Control mechanisms: Add points in the economy you can control so you can rebalance the game more easily
Depth and expansion: Consider balancing both horizontal expansion (owning and collecting stuff) and vertical expansion (upgrading and adding system depth)
How to optimally soft launch a mobile game in 2022
Nimrod Levy, Google Play; Matej Lancaric, user acquisition consultant
- Levy described a new era for pre-launching games in which developers engage in earlier external testing, open up more soft launch markets and test retention over longer periods
- He plugged Google’s Open Beta Testing and Production Testing programs, which allow developers to put their game out in specific regions and cap the number of installs
- Levy emphasised that pre-reg games get a head-start on reviews and faster charting
- On store listing optimisation, Levy advised devs to include at least 3 landscape screenshots and a promo video of up to 30 seconds, because that’s what Google looks for when featuring
- Levy also said that not enough developers are testing and optimising store listings before launch
- He also urged developers to use Google’s managed publishing and stage rollout features to keep launches smooth and predictable
- Just punting your game out in Canada and Australia are not the way to go any more. Instead, you can ask Google’s team to calculate a market similarity index that uses geography, genre and monetisation trends to identify the best soft launch market for your game
Matej Lancaric’s soft launch dos and don’ts:
- Soft launch app store optimisation can have real impact, pushing conversion rates up significantly after some simple icon A/B testing
- Developers should use at least three UA channels from Google, Facebook, Unity, Applovin, TikTok, IronSource, Twitter and Liftoff, then benchmark them against each other
- Think about UA strategy as it relates to the game’s genre. PvP games require the most countries, UA channels and continuous spend. Non-PVP games are naturally less demanding, and hypercasual games are fairly light in this regard.

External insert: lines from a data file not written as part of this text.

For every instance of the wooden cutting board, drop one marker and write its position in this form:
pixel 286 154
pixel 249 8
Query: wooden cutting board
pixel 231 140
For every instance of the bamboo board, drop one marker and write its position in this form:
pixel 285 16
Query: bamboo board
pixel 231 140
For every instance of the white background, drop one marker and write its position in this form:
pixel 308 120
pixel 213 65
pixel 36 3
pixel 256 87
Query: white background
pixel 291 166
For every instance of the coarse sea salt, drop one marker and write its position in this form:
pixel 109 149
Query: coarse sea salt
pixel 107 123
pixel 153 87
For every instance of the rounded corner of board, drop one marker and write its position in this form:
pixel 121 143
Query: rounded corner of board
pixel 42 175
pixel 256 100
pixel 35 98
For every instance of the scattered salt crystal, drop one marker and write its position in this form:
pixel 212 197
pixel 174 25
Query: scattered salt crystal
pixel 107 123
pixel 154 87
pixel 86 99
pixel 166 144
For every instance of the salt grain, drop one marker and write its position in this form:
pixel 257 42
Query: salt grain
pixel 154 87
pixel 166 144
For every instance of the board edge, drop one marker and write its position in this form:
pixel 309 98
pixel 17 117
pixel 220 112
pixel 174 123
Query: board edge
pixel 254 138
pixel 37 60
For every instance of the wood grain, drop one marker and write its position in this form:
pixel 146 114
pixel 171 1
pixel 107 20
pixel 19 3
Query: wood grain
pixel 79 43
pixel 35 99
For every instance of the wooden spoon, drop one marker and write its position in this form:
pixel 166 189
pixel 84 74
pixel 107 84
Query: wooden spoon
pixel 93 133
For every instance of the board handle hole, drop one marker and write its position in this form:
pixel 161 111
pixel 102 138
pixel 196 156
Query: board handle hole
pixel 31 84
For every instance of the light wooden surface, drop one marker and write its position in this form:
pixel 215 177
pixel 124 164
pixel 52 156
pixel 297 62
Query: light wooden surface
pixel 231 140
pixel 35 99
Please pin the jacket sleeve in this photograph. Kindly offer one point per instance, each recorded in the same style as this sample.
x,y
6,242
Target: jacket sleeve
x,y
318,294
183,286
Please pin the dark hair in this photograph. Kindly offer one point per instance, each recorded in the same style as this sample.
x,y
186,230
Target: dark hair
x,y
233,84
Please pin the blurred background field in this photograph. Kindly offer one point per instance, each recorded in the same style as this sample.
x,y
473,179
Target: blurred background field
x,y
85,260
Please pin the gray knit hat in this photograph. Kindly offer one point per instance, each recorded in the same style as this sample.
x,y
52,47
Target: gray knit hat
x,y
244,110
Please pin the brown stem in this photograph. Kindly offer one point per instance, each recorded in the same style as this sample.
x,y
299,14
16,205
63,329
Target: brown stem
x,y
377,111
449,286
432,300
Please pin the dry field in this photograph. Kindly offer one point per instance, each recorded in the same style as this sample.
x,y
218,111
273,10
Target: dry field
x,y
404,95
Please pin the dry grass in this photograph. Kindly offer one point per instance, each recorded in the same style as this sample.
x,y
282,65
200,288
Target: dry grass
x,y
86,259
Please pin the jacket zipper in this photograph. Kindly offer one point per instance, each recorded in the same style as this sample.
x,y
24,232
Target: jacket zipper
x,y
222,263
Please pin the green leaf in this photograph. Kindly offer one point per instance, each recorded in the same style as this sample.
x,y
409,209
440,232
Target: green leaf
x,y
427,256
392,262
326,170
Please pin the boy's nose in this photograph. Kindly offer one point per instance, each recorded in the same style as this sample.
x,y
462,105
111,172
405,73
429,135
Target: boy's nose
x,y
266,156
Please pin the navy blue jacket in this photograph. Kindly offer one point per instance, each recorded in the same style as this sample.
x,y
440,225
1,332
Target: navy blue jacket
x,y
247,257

Fireside chat: approaching P2E from a F2P background
Anton Backman, Play Ventures: Ryan Foo, Delphi Digital; Javier Barnes, King; Shafaf Bar-Geffen, COTI Group
Barnes questioned how developers extract value and income from a play to earn game – with F2P you get a cheque from Apple and Google at the end of the month, but with play to earn the developer proposition is a lot more complex.
Shahaf Bar-Geffen countered that the developer can get income from NFT sales, and that the game economy becomes self-fulfilling as its grows, so the developer can extract crypto and convert into ‘real’ FIAT money, with which you can play people’s wages over the long term.
Barnes also stated the difference between free-to-play, where the game developer has a direct economic relationship with the player, and crypto, where the game developer does not control player-to-player transactions. Losing that control and allowing players to regulate economies themselves could lead to problems and uncertainty.
Foo talked about decentralised development – the idea that player communities could, for example, make the game’s music and mint it as an NFT, or design game elements and mint those and see value added to their wallet. But solid examples of this happening were not clear.
Backman wrapped up by saying it is super early days in this space and play to earn was a blank slate right now for developers.